Document Type

Article

Publication Date

2014

Publication Information

Notre Dame Legal Studies Paper No. 1434 (August 5, 2014).

Abstract

The U.S. Supreme Court has shown a notable willingness to reconsider — and depart from — its First Amendment precedents. In recent years the Court has marginalized its prior statements regarding the constitutional value of false speech. It has revamped its process for identifying categorical exceptions to First Amendment protection. It has rejected its past decisions on corporate electioneering and aggregate campaign contributions. And it has revised its earlier positions on union financing, abortion protesting, and commercial speech. Under the conventional view of constitutional adjudication, dubious precedents enjoy a presumption of validity through the doctrine of stare decisis. This Article contends that within the First Amendment context, there is no such presumption. When the Court concludes that a precedent reflects a cramped vision of expressive liberty, adherence to the past gives way.

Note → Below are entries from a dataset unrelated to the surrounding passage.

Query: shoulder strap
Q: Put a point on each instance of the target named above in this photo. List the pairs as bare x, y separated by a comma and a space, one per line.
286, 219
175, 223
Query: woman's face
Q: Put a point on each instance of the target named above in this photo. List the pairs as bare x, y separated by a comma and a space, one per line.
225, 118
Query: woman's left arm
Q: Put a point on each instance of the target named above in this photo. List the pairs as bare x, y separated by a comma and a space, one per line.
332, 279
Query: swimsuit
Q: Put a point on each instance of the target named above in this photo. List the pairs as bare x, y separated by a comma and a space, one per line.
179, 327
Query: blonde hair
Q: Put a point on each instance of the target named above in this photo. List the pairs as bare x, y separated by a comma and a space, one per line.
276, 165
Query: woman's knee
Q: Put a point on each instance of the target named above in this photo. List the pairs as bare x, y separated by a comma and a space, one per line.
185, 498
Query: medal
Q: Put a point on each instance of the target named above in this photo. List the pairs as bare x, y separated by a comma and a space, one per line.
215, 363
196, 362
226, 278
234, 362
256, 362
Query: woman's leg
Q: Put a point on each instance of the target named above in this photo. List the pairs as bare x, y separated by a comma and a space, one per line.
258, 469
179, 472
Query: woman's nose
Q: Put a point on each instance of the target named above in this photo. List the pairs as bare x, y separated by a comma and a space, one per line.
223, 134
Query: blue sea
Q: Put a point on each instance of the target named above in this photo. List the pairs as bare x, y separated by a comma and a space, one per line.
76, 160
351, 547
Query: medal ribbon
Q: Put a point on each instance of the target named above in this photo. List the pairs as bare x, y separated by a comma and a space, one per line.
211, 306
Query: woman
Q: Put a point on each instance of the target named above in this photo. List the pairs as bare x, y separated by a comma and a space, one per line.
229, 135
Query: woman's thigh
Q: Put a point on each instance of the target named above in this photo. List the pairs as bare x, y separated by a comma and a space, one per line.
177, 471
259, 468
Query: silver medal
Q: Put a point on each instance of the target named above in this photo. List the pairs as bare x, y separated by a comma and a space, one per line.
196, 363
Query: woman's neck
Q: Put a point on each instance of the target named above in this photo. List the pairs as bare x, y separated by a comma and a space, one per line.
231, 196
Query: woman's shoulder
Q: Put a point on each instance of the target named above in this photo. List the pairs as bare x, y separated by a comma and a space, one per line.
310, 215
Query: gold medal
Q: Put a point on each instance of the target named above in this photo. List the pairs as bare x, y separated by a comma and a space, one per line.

Unfettered speech, not legal continuity, is the touchstone. The best explanation for this phenomenon is the role of free speech in the constitutional order. The Court’s tendency is to characterize affronts to expressive liberty as dangerous steps toward governmental repression and distortion. From this perspective, it is little wonder that the Court eschews continuity with the past. Legal stability may be significant, but official orthodoxy seems like an excessive price to pay. Yet the Court’s practice raises serious questions. Departures from precedent can be problematic, especially when they become so frequent as to compromise the notion of constitutional law as enduring and impersonal. If the doctrine of stare decisis is to serve its core functions of stabilizing and unifying constitutional law across time, the desire to protect expressive liberty must yield, at least occasionally, to the need for keeping faith with the past.